INSIGHTS: Thinking about the clinical development of a drug for HD, are there any specific challenges in HD that are different to other conditions?
BENNETT: I think there are two separate endpoints that we would concentrate on: deciding which drugs make more sense for early clinical programs to show proof of concept, and then which clinical measures would make the most sense for demonstrating that the drug is clinically effective.
INSIGHTS: What do you envision would be the clinical population to which the drug would first be given, in terms of development of clinical HD symptoms?
BENNETT: Since this drug is delivered by intrathecal dosing, we would likely start clinical trials in currently symptomatic patients rather than in volunteers who are in the pre-sympotmatic stages of HD. The question is just how advanced would the disease be in patients we would be comfortable in selecting for dosing.
INSIGHTS: You mentioned dosing. How frequently do you think an ASO therapy would need to be dosed in a disease like HD?
BENNETT: Based on our work in other programs, I hypothesize that at a minimum, it would be an intrathecal injection every three months.
INSIGHTS: In those symptomatic patients, what clinical endpoints do you think are best for consideration?
BENNETT: I think we have to build in cognitive changes, maybe imaging measures, and then some motor function measures as well. A big challenge for the project right now is identifying clinical measures that correlate with reduction in intracellular levels of mutant huntingtin.
INSIGHTS: Are there any safety concerns?
BENNETT: At this point in the program it’s too early to say. We haven’t identified any safety concerns with our preclinical studies, and it’s something that we are investigating in our toxicology studies. The purpose of those studies is to help identify if there are any safety concerns that we would need to monitor in the clinic. However, ASO therapies have been very well tolerated in our amyotrophic lateral sclerosis drug and our spinal muscular atrophy drug. In our clinical programs we see a relatively low incidence of spinal headaches in patients dosed intrathecally. These events are more procedure-related than drug-related.
INSIGHTS: What message do you have for HD patients about the promise of ASOs for HD?
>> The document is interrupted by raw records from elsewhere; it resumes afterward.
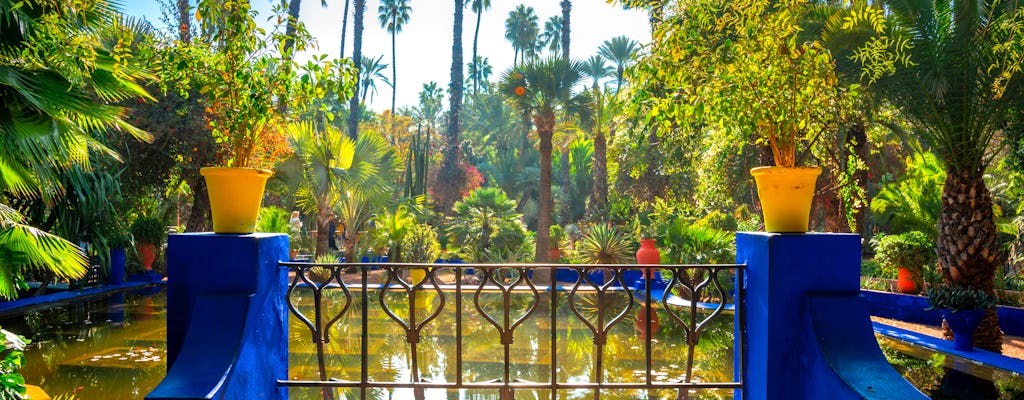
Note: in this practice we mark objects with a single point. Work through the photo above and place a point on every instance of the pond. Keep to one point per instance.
(114, 349)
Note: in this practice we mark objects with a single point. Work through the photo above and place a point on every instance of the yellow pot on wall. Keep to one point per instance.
(236, 194)
(785, 194)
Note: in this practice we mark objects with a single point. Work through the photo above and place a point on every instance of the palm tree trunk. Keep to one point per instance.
(344, 28)
(184, 21)
(566, 10)
(476, 34)
(545, 128)
(600, 197)
(353, 103)
(967, 215)
(293, 20)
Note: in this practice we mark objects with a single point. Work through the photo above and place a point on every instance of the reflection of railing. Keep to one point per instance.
(701, 298)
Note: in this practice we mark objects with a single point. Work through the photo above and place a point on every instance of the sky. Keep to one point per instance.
(424, 45)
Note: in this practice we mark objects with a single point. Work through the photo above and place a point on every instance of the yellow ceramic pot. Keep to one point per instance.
(785, 194)
(235, 196)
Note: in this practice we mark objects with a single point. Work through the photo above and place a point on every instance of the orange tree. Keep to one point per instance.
(543, 90)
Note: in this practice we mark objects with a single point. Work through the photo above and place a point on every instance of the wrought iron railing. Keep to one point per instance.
(505, 297)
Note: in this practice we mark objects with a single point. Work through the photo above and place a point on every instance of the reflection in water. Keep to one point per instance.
(108, 349)
(389, 352)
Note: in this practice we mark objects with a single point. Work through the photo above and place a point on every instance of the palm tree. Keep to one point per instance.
(451, 174)
(541, 89)
(344, 28)
(48, 119)
(478, 6)
(293, 23)
(955, 87)
(353, 103)
(597, 70)
(552, 36)
(566, 13)
(479, 71)
(620, 51)
(521, 31)
(370, 72)
(393, 14)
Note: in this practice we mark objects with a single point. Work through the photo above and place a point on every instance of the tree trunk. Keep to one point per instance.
(184, 21)
(293, 20)
(599, 202)
(566, 11)
(566, 209)
(199, 216)
(968, 249)
(476, 68)
(353, 103)
(344, 28)
(453, 176)
(545, 128)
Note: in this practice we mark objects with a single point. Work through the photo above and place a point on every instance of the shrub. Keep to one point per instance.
(420, 245)
(148, 230)
(958, 298)
(911, 250)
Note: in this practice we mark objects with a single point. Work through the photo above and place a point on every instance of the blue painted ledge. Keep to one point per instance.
(20, 305)
(943, 346)
(910, 308)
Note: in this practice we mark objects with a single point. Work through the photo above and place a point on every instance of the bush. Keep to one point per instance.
(911, 250)
(148, 230)
(420, 245)
(958, 298)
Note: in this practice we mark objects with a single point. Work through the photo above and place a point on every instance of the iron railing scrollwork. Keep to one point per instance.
(696, 298)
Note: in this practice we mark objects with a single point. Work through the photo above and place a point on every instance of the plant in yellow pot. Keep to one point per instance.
(741, 72)
(245, 85)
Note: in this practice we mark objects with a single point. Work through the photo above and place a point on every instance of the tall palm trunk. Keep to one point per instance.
(451, 174)
(476, 35)
(184, 26)
(353, 103)
(344, 28)
(394, 77)
(600, 196)
(566, 10)
(545, 122)
(293, 19)
(969, 252)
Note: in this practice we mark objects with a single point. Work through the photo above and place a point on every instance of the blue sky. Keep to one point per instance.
(424, 46)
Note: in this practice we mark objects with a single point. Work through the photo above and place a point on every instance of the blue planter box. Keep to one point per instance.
(910, 308)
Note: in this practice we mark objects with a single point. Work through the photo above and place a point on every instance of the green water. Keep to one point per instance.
(389, 352)
(114, 349)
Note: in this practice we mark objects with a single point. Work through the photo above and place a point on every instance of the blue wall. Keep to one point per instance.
(226, 318)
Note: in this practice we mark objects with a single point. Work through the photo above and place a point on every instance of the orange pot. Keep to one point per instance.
(148, 254)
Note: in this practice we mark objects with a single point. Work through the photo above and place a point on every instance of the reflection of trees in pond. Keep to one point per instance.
(483, 354)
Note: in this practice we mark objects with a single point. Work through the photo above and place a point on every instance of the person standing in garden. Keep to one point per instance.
(332, 227)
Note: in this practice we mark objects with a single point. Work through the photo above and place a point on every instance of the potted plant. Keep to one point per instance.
(557, 235)
(963, 309)
(148, 233)
(751, 77)
(906, 255)
(245, 86)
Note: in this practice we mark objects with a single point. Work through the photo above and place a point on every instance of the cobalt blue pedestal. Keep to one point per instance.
(226, 317)
(806, 331)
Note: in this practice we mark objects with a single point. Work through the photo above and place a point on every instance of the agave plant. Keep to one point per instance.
(604, 245)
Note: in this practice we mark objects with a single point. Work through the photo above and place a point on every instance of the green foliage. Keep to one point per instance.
(604, 245)
(148, 230)
(913, 251)
(272, 219)
(913, 202)
(421, 245)
(739, 68)
(486, 221)
(11, 382)
(958, 298)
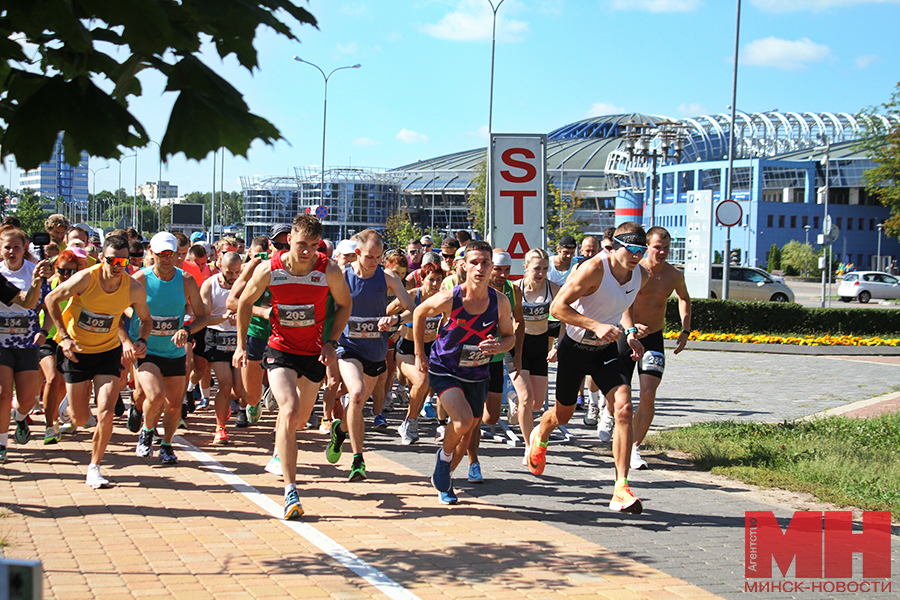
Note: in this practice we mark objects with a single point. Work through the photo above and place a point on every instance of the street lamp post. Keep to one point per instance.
(325, 117)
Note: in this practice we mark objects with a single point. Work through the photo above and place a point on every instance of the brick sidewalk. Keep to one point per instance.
(182, 532)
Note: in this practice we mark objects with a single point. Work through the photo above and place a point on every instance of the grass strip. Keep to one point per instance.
(845, 461)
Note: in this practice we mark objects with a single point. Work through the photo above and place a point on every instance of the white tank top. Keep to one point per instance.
(219, 296)
(607, 304)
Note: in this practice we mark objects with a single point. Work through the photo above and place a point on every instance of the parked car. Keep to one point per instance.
(865, 285)
(749, 283)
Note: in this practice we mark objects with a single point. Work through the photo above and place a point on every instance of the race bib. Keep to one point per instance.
(165, 326)
(95, 323)
(653, 362)
(14, 325)
(226, 342)
(363, 328)
(296, 315)
(536, 311)
(471, 356)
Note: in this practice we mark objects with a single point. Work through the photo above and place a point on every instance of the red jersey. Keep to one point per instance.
(299, 307)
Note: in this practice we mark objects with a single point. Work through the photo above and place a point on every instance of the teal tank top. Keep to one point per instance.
(167, 307)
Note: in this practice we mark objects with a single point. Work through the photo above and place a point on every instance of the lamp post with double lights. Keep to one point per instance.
(325, 114)
(639, 139)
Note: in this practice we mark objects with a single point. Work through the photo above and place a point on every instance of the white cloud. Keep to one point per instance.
(782, 6)
(790, 55)
(411, 137)
(473, 20)
(866, 61)
(692, 109)
(657, 5)
(599, 109)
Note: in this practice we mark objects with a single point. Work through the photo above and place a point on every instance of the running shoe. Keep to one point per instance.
(292, 507)
(624, 501)
(358, 470)
(335, 444)
(448, 497)
(221, 438)
(606, 426)
(145, 444)
(135, 419)
(253, 413)
(167, 455)
(638, 463)
(591, 414)
(274, 466)
(475, 475)
(23, 433)
(537, 458)
(95, 479)
(120, 406)
(441, 479)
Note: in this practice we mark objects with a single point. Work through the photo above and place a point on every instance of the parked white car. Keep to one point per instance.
(865, 285)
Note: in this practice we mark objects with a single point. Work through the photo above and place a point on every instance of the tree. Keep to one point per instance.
(561, 219)
(30, 213)
(882, 144)
(78, 49)
(774, 259)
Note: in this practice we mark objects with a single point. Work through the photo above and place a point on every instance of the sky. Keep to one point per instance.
(423, 86)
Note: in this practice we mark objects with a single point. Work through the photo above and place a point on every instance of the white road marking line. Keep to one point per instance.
(376, 578)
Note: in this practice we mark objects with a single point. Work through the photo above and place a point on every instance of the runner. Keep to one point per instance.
(89, 341)
(432, 276)
(458, 364)
(364, 342)
(300, 281)
(20, 336)
(649, 314)
(161, 373)
(221, 340)
(591, 305)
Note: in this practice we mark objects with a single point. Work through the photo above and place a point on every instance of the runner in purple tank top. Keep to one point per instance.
(458, 368)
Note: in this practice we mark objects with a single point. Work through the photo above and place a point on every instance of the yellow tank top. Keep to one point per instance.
(92, 318)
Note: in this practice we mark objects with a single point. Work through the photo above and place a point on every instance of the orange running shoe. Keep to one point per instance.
(537, 458)
(221, 438)
(624, 501)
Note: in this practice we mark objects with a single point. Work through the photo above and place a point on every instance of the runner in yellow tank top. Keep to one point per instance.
(90, 345)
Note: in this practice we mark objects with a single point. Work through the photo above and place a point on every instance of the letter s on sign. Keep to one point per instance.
(530, 170)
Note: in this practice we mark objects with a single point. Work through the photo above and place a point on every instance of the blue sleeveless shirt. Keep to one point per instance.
(167, 307)
(455, 352)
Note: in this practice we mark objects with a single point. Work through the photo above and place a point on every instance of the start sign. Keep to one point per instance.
(518, 206)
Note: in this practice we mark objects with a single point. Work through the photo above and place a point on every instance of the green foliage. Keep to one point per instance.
(477, 198)
(740, 317)
(882, 144)
(561, 219)
(400, 230)
(30, 213)
(774, 263)
(81, 49)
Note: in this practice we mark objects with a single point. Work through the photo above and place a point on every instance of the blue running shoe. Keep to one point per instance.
(440, 479)
(448, 497)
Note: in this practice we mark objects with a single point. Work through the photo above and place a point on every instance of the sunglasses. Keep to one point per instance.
(631, 248)
(117, 261)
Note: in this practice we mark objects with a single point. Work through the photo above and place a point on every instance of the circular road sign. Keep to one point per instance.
(729, 213)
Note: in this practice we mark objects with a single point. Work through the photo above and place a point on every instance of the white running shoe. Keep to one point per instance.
(606, 426)
(638, 463)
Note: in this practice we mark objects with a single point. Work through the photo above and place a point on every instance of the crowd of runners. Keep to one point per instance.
(317, 327)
BENNETT: Again, it’s important to keep in mind is this is one of many therapies being developed by companies right now. I would not look at any of these therapies as a cure for HD. They may either slow down the process of the disease or mitigate some of the symptoms that patients experience. Ultimately, Isis can develop one of several drugs that will make a big impact in the lives of individuals with HD.
INSIGHTS: How can the research community help you and Isis develop therapies for HD?
BENNETT: One of the big challenges that we and other companies developing therapies for HD face is finding early, measurable clinical biomarkers that correlate with the effects of the drug. I think results from natural history studies will be important for developing drugs and helping us design our clinical trials. We’re excited to move these therapies forward. We would like to thank CHDI, the Hereditary Disease Foundation, and the Huntington’s Disease Society of America for their support of our efforts.